Pancreatic cancer has an extremely poor prognosis because of its resistance to conventional therapies. Cancer stem cell (CSC)‐targeted therapy is considered a promising approach for this disease. Epithelial‐mesenchymal transition‐inducing transcription factors (EMT‐TFs) contribute to CSC properties in some solid tumors; however, this mechanism has not been fully elucidated in pancreatic cancer. Zinc finger protein, SNAIL2 (also known as SLUG), is a member of the SNAIL superfamily of EMT‐TFs and is commonly overexpressed in pancreatic cancer. Patients exhibiting high SNAIL2 expression have a poor prognosis.
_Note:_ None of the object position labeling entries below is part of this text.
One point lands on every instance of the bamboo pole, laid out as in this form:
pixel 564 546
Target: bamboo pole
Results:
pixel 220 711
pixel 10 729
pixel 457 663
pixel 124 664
In this study, we showed that the suppression of SNAIL2 expression using RNA interference decreased tumorigenicity in vitro (sphere formation assay) and in vivo (xenograft assay) in 2 pancreatic cancer cell lines, KLM1 and KMP5. In addition, SNAIL2 suppression resulted in increased sensitivity to gemcitabine and reduced the expression of CD44, a pancreatic CSC marker. Moreover, experiments on tumor spheroids established from surgically resected pancreatic cancer tissues yielded similar results. A microarray analysis revealed that the mechanism was mediated by insulin‐like growth factor (IGF) binding protein 2. These results indicate that IGFBP2 regulated by SNAIL2 may represent an effective therapeutic target for pancreatic cancer. SNAIL2 knockdown reduces tumorigenicity and resistance to gemcitabine in tumor spheroid established from resected tissue of human pancreatic cancer as well as human pancreatic cancer cell lines.